Municipales à Paris : Hidalgo en tête, l’utopisme écolo triomphe

Anne Hidalgo-3 By: Jacques Paquier - CC BY 2.0

Les enjeux économiques catastrophiques à prévoir risquent de passer au second plan et de laisser un boulevard aux utopies écologiques les plus radicales et les plus consommatrices en matière d’argent public.

Par Frédéric Mas.

Anne Hidalgo prend largement la tête du second tour des élections municipales si on en croit un sondage BVA/La Tribune publié hier.

Les listes du Parti socialiste, de Génération.s, de Place publique, du Parti Communiste et d’Europe Écologie-Les Verts soutenues par Anne Hidalgo sont créditées de 45 % des intentions de vote, tandis que les listes soutenues par Rachida Dati (LR) arrivent derrière avec 34 % des intentions de vote. Les listes de La République En Marche, du MoDem et de l’UDI soutenues par Agnès Buzyn seraient quant à elle à la traîne avec 18 % des suffrages.

Agnès Buzyn résiste étonnamment à la grave crise de confiance qui traverse le pays et atteint de plein fouet la formation politique dont elle défend les couleurs à Paris (LREM). Malgré son rôle controversé dans la gestion de la crise du Coronavirus et une campagne réduite, elle se maintient à un score équivalent au premier tour.

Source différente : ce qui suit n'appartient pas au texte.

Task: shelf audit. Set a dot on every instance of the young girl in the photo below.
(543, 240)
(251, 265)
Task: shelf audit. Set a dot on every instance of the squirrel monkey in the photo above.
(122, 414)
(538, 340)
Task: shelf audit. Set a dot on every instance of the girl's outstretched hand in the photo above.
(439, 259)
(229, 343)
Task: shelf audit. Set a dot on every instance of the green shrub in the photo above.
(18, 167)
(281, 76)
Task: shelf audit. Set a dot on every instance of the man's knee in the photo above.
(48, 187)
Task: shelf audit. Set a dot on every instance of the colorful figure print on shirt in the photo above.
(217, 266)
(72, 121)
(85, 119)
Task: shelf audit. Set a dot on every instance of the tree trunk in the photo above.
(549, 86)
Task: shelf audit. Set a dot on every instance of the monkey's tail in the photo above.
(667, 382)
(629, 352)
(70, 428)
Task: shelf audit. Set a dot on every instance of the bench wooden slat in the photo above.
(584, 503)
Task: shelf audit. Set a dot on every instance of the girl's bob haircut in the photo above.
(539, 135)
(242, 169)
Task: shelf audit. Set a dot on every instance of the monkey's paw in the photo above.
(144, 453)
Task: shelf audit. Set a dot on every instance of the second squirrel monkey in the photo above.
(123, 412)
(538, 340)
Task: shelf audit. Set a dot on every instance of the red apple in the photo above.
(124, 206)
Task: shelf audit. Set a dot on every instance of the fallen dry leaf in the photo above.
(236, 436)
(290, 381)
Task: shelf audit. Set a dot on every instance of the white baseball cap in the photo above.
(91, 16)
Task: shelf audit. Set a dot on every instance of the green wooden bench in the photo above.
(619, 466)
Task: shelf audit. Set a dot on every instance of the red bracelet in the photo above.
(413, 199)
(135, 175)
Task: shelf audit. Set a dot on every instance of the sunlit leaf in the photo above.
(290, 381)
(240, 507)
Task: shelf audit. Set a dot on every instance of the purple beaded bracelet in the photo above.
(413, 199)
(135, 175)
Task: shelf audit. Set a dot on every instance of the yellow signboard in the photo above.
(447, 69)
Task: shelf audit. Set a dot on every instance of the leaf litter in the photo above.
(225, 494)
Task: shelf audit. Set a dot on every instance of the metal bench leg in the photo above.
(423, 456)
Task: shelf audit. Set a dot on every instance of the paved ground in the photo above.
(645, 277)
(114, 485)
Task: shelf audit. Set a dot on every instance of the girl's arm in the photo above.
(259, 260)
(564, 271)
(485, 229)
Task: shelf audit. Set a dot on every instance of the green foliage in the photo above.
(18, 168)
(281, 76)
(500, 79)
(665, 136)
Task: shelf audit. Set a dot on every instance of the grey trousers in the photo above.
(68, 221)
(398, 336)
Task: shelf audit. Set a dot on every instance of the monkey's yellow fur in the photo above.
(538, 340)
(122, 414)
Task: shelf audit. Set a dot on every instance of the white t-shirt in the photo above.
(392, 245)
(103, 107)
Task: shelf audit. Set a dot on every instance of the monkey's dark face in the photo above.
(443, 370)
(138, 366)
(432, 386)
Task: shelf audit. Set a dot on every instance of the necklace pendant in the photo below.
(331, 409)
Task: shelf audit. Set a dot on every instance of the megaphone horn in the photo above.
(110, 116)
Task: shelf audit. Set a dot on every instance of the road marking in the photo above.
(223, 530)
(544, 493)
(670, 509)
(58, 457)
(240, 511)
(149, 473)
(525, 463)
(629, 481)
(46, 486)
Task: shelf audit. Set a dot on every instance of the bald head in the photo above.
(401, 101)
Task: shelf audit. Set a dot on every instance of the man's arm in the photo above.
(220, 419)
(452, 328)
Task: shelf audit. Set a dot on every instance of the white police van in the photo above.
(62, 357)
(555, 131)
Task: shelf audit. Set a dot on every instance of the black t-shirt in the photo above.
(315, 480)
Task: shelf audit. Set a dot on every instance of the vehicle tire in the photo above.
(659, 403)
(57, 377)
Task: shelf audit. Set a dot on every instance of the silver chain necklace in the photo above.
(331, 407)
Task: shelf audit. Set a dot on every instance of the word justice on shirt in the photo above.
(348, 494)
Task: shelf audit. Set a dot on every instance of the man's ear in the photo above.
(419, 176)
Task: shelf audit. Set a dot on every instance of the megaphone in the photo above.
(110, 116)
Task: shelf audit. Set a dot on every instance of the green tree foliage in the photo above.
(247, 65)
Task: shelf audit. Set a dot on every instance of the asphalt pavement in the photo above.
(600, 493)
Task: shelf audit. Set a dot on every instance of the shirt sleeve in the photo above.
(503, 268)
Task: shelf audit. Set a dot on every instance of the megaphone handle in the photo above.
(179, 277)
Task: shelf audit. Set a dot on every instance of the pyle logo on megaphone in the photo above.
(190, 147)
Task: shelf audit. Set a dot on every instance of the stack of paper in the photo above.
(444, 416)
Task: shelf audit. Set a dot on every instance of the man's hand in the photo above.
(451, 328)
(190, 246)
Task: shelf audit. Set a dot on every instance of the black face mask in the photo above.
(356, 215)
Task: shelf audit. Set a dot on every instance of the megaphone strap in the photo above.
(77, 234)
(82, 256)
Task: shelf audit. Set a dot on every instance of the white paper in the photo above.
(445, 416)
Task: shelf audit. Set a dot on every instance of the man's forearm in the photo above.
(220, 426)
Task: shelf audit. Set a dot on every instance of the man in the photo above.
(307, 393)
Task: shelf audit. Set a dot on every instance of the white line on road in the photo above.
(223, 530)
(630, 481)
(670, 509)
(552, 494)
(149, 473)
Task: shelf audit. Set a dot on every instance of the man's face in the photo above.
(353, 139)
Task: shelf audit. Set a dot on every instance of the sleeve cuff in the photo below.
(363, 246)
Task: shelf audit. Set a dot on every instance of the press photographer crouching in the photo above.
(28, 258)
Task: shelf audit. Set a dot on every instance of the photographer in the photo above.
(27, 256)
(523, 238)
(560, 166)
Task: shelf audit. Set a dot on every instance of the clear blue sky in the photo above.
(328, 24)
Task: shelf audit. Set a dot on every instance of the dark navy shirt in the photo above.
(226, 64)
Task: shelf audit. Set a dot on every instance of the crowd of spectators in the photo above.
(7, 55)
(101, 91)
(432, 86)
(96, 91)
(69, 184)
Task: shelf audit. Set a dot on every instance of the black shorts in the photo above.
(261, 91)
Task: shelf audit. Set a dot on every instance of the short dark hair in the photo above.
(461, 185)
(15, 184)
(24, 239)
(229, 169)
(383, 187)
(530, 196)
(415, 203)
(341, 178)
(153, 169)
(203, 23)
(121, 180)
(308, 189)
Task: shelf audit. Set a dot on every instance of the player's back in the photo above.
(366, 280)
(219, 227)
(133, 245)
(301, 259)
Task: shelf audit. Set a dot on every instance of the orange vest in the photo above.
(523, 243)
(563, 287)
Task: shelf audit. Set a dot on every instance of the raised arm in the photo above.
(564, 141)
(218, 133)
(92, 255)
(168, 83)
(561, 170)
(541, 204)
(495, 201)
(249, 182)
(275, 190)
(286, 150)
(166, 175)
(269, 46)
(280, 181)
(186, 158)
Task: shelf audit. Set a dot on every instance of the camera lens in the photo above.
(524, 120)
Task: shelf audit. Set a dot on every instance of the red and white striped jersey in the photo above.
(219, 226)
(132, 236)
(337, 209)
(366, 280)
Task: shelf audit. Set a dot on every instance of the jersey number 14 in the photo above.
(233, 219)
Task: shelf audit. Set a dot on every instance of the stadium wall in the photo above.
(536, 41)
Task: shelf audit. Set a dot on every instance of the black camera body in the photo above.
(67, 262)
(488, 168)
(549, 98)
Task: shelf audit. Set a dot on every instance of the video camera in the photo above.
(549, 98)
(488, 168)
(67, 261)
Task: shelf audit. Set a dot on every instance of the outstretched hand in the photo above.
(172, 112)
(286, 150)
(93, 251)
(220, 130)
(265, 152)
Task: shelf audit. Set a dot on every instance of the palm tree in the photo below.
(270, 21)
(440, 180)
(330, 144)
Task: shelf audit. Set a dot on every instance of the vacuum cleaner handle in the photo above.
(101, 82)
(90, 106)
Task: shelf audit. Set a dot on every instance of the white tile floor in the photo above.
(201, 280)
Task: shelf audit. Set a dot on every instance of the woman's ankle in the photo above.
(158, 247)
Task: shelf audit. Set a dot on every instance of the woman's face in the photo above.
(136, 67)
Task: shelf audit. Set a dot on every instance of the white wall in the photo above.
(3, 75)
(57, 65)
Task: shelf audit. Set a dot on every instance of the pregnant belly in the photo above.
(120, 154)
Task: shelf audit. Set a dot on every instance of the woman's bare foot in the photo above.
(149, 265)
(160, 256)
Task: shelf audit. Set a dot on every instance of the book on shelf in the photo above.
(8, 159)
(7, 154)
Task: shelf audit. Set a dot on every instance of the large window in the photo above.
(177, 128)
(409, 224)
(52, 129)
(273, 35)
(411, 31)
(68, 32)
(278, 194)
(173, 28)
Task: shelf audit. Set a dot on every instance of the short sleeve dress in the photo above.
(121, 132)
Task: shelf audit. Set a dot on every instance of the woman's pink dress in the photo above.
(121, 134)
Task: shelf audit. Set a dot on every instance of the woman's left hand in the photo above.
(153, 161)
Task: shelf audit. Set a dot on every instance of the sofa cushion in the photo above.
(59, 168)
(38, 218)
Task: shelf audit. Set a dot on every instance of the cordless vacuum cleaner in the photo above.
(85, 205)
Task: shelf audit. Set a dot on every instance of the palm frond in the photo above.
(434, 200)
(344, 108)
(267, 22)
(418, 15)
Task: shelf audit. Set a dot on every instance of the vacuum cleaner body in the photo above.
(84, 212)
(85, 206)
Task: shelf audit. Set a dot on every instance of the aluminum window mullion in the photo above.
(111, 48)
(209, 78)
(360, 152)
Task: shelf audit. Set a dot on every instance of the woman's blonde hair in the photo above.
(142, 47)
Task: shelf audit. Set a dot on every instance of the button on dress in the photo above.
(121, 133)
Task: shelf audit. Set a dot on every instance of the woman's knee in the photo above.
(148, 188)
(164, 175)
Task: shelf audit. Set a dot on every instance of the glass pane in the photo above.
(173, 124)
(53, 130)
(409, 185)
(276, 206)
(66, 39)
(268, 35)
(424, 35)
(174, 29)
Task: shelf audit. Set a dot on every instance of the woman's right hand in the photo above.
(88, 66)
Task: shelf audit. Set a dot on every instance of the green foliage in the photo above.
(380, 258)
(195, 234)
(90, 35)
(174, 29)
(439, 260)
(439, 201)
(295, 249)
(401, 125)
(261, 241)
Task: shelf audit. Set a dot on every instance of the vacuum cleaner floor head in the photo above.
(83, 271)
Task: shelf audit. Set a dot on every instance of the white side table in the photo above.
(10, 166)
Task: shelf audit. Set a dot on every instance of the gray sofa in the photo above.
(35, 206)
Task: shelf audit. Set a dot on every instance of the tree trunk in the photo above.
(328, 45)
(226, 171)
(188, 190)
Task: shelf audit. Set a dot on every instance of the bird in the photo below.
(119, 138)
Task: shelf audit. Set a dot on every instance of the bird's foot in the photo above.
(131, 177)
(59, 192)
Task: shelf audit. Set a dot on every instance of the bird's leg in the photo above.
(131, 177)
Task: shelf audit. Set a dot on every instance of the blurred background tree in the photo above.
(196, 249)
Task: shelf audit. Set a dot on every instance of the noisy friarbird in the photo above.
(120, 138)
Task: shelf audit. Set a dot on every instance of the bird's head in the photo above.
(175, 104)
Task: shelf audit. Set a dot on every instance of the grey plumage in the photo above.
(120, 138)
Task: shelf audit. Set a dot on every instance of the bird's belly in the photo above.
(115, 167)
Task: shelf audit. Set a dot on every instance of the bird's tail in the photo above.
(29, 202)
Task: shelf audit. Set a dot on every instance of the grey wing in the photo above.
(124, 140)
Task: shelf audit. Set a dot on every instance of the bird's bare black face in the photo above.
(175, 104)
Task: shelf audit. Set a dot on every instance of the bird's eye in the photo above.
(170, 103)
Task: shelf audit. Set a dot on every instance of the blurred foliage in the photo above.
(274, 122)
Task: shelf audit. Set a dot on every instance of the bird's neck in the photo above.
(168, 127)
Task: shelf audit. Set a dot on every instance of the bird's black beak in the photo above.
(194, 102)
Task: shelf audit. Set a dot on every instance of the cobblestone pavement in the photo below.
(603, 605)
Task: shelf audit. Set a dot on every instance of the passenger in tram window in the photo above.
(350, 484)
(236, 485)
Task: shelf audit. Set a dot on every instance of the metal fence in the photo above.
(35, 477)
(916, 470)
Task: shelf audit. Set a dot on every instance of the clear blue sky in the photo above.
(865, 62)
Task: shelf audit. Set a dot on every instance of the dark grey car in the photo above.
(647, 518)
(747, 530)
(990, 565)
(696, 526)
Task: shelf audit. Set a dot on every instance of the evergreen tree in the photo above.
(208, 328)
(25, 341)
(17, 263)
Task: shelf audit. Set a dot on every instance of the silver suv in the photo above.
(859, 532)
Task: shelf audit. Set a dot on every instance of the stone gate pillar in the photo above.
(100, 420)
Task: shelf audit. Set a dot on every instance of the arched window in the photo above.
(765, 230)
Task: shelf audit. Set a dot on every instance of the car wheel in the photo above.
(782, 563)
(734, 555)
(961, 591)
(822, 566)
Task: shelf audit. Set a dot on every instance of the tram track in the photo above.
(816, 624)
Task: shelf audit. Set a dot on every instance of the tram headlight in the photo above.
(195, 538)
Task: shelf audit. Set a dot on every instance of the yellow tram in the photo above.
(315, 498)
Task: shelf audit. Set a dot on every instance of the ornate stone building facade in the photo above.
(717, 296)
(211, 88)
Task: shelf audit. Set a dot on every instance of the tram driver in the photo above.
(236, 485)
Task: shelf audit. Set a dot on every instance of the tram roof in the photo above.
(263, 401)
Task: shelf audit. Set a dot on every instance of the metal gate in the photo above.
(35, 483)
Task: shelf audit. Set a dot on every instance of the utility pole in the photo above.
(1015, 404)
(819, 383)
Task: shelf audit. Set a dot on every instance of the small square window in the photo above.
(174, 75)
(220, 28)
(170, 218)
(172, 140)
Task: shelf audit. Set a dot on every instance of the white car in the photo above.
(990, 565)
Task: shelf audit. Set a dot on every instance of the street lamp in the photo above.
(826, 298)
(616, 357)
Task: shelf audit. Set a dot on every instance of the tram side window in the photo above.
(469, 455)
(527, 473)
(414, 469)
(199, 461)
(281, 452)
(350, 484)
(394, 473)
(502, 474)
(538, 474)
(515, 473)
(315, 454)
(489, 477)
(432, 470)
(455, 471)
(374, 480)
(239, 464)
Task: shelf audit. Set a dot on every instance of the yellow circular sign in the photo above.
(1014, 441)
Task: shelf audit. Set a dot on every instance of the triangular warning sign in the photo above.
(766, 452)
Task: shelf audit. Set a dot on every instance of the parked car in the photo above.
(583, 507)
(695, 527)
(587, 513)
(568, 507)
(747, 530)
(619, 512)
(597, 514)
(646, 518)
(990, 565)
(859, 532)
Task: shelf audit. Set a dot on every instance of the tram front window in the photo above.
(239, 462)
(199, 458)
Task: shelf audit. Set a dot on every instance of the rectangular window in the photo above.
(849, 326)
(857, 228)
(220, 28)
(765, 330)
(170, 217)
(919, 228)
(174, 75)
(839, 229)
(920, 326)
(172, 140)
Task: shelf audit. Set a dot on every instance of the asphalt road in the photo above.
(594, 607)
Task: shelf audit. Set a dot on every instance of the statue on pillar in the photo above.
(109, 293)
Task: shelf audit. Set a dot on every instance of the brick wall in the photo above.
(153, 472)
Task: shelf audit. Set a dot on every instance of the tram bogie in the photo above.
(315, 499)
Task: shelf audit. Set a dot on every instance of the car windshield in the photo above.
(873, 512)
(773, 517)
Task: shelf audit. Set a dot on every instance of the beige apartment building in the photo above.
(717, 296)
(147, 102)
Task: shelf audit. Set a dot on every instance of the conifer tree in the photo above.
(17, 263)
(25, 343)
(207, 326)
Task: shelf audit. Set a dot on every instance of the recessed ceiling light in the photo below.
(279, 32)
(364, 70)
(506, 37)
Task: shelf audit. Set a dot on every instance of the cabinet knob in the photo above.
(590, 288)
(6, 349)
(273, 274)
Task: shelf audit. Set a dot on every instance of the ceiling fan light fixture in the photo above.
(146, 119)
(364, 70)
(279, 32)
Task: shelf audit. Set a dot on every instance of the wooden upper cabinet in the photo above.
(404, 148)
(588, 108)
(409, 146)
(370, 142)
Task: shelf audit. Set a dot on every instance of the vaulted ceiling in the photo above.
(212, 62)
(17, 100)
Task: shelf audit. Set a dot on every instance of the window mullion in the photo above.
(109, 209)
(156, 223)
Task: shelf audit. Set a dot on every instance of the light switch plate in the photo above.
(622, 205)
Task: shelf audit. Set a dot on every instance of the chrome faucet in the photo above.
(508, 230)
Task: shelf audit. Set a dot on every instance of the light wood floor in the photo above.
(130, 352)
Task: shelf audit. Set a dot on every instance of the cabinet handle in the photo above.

Inquiétudes sur les retombées économiques du coronavirus

Également interrogées sur les conséquences de la crise du Covid-19, les personnes sondées ont déclaré en majorité s’inquiéter de ses retombées économiques et sociales, plus que sur ses aspects sanitaires. Curieusement, c’est pourtant Rachida Dati qui apparaît davantage capable de protéger les Parisiens qu’Anne Hidalgo sur ces sujets de préoccupation (26 % contre 24 %).

L’électorat de madame Dati, si on en croit cet échantillon, est plus âgé et moins sensible aux thématiques écologiques, ce qui handicape sans doute la candidate de droite dans la bataille pour Paris, et l’empêche d’élargir sa coalition au-delà d’un certain seuil.

On se retrouve donc dans une situation où les enjeux économiques catastrophiques à prévoir risquent de passer au second plan et de laisser un boulevard aux utopies écologiques les plus radicales et les plus consommatrices en matière d’argent public, quelle que soit la situation globale du pays et des finances publiques.

Les villes comme marchés du travail

La première vocation des villes, comme le rappelle l’urbaniste Alain Bertaud, c’est d’être des marchés du travail. Elles attirent parce qu’elles assurent un rôle essentiel dans la création et l’offre d’emplois, et les entreprises s’y implantent pour diminuer les coûts de production et accéder à de la main-d’œuvre spécialisée plus facilement.

C’est là la raison essentielle de l’attrait des villes et de leur prospérité. Si les dirigeants des villes se transforment en planistes et en idéologues, et qu’ils cherchent à réorganiser la ville en éliminant cette dimension essentielle, ils ne peuvent que la dévitaliser et engourdir son développement.

Multiplier les initiatives pour gêner les transports, en particulier l’automobile, et donc les flux de capital humain et des ressources, imposer des projets coûteux en argent public et continuer à fonctionner sur la dette publique et la fiscalité ne peuvent qu’encourager l’effet d’éviction des forces vives de Paris et sa transformation en écomusée à destination des touristes. Les candidats en lice devront se rappeler cette leçon essentielle une fois élus.